In some studies, at the end of them, I see:
“quitting smoking reduces your chance of dying from all causes.”
So if I quit smoking I’m less likely to get hit by a bus?
In some studies, at the end of them, I see:
“quitting smoking reduces your chance of dying from all causes.”
So if I quit smoking I’m less likely to get hit by a bus?
It means the overall death rate in the sample group was decreased substantially. The number of people who survived because they didn’t get lung cancer or blood clots was so large that it had a noticeable impact on the number of total survivors, even when you include death by bus. This is a useful measure for a couple of reasons. One, it accounts for the prevalence of the disease being prevented - cutting all pork from your diet prevents 100% of deaths by trichinosis, which accounts for like 0.00001% of deaths from all causes (completely made up numbers and example, without consulting any sources).
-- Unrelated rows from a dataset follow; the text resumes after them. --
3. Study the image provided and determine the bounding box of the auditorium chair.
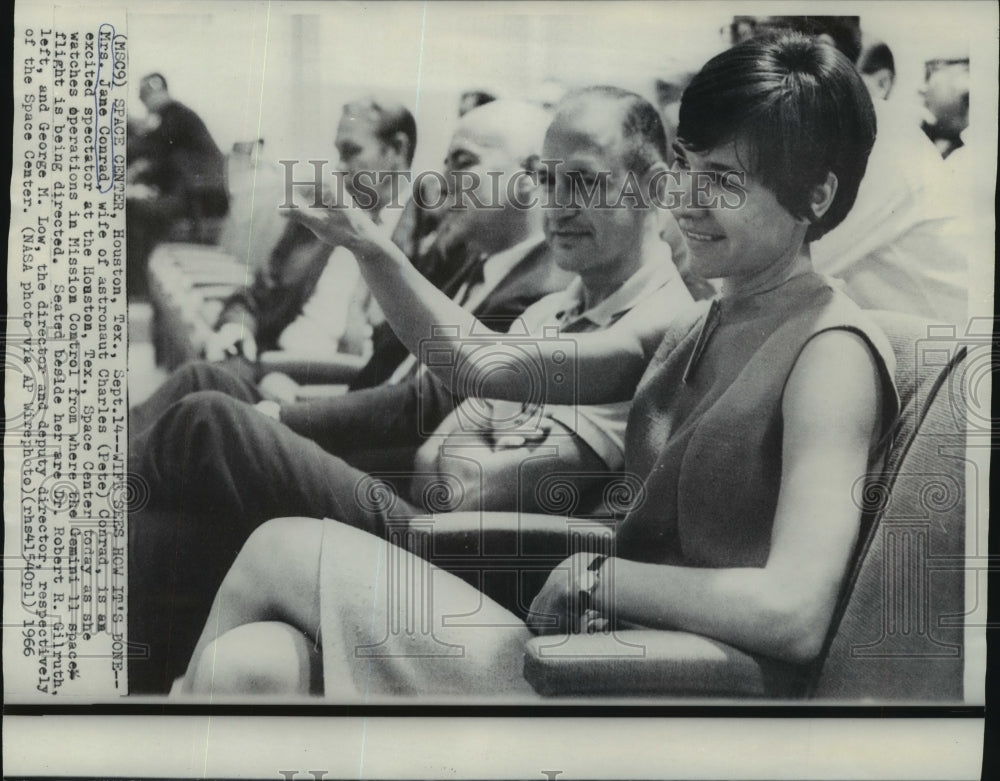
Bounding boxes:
[424,312,972,703]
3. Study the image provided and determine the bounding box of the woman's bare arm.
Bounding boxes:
[540,331,880,662]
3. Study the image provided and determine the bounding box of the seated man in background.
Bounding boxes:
[858,41,896,102]
[129,98,417,432]
[920,51,969,158]
[129,88,691,687]
[126,73,229,299]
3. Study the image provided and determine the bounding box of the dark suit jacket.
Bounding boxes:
[350,236,574,390]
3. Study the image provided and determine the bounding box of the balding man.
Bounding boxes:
[129,101,572,691]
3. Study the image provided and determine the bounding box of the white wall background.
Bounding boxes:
[128,0,975,174]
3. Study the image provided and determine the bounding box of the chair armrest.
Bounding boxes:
[259,350,367,385]
[524,629,766,697]
[431,511,610,563]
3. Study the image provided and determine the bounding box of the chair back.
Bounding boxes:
[811,312,968,702]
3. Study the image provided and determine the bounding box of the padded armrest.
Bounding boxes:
[431,512,610,560]
[259,350,367,385]
[524,629,765,697]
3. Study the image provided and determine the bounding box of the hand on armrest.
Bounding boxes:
[524,629,765,697]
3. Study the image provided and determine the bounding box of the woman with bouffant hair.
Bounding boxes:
[178,35,897,701]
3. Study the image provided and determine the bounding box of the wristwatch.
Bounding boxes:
[580,553,608,615]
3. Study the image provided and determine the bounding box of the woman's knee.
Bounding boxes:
[192,622,322,694]
[220,518,323,625]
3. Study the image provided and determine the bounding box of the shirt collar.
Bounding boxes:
[372,176,410,235]
[557,252,684,328]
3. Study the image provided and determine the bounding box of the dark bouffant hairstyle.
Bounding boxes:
[677,33,876,242]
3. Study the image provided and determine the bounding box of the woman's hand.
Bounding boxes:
[526,553,607,635]
[285,187,384,251]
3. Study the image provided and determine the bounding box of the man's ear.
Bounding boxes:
[515,155,542,200]
[809,171,837,221]
[642,160,670,205]
[875,68,896,100]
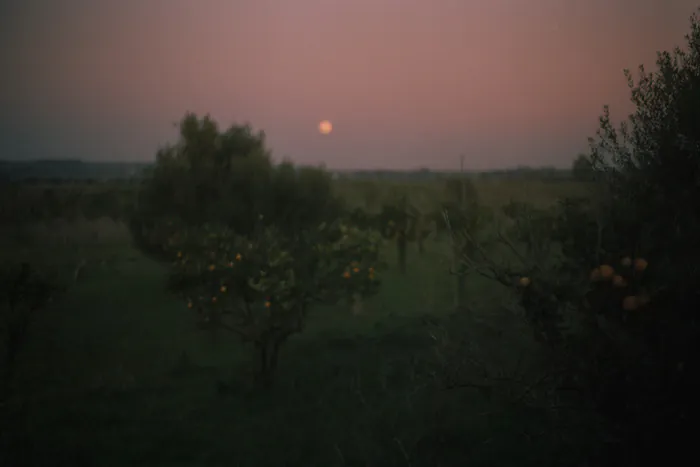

Two, it could account for net change in survival, for a treatment or behavior that has both positive and negative effects - giving radiation therapy indiscriminately to everyone with any kind of lump might decrease rate of dying from breast cancer, but increase death “from all causes” because it causes more problems than it solves.
I guess an additional way it might be useful is if we don’t yet have data on the exact mechanisms by which the treatment helps or what exactly its preventing - all we know is that we gave group A the treatment and not group B, and after 20 years there were a lot more people alive in group A, but we haven’t yet found a pattern in which causes of death were most affected and how.
Thanks. I kind of feel like they should say dying from all diseases. What do I know. I’m not a scientist.
Wounds heal poorly for smokers. People who smoke after getting a tooth extraction can get dry socket.
I know someone who ate some rancid food, and was subsequently very, very unwell because they literally couldn’t taste or smell that it was off.
It affects your cardiovascular health so good luck outrunning danger.
Everything is worse if you smoke, in real time and in terms of what it does to your body’s ability to heal or respond to trauma.
Don’t smoke. And if you do, try and quit.